Un premier contingent de 262 ressortissants nigérians a atterri jeudi 10 juin à Lagos après avoir quitté l’Afrique du Sud dans le cadre d’un programme d’évacuation volontaire mis en place par le gouvernement fédéral nigérian. Ce rapatriement intervient après plusieurs semaines de violences anti-immigrés qui ont ciblé des ressortissants étrangers dans plusieurs villes sud-africaines, dont Durban et Johannesburg.
Environ 700 Nigérians attendent encore leur vol de retour
Le groupe arrivé à Lagos ne représente qu’une fraction des ressortissants nigérians souhaitant quitter l’Afrique du Sud. Selon le ministère nigérian des Affaires étrangères, environ 700 personnes attendent les prochains vols de rapatriement, organisés et financés par Abuja. La majorité des candidats au retour se trouvaient en situation irrégulière sur le territoire sud-africain — visas expirés ou absence de titre de séjour valide. Le porte-parole du ministère, Kimiebi Ebienfa, a précisé que ces personnes ont préféré rentrer volontairement plutôt que de s’exposer à des arrestations par les forces de l’ordre sud-africaines.
Le département chargé de l’application de la législation sur l’immigration au ministère sud-africain de l’Intérieur a confirmé qu’une interdiction d’entrée de cinq ans sur le territoire sud-africain avait été notifiée aux ressortissants rapatriés.
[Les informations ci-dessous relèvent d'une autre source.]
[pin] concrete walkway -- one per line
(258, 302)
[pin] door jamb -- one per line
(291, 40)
Une crise diplomatique qui dépasse le seul Nigeria
Le Nigeria n’est pas le seul pays à avoir déclenché un programme de rapatriement. Les autorités du Ghana, du Zimbabwe, du Malawi et du Mozambique avaient engagé des démarches similaires dans les semaines précédentes. Sur le plan diplomatique, la ministre nigériane des Affaires étrangères, Bianca Odumegwu-Ojukwu, a reçu le représentant sud-africain à Abuja après la mort de deux ressortissants nigérians en garde à vue, un incident que Pretoria n’a pas formellement contesté.
Ces tensions sont alimentées par un chômage structurel touchant entre 32 et 35 % de la population active sud-africaine selon les données de Statistics South Africa, poussant des mouvements comme Opération Dudula à organiser des marches réclamant l’expulsion des étrangers en situation irrégulière.
Au cours de l’année fiscale 2025-2026, les autorités sud-africaines ont enregistré 57 784 expulsions de migrants, selon le ministère de l’Intérieur sud-africain. De nouveaux vols de rapatriement vers Lagos sont attendus dans les prochains jours.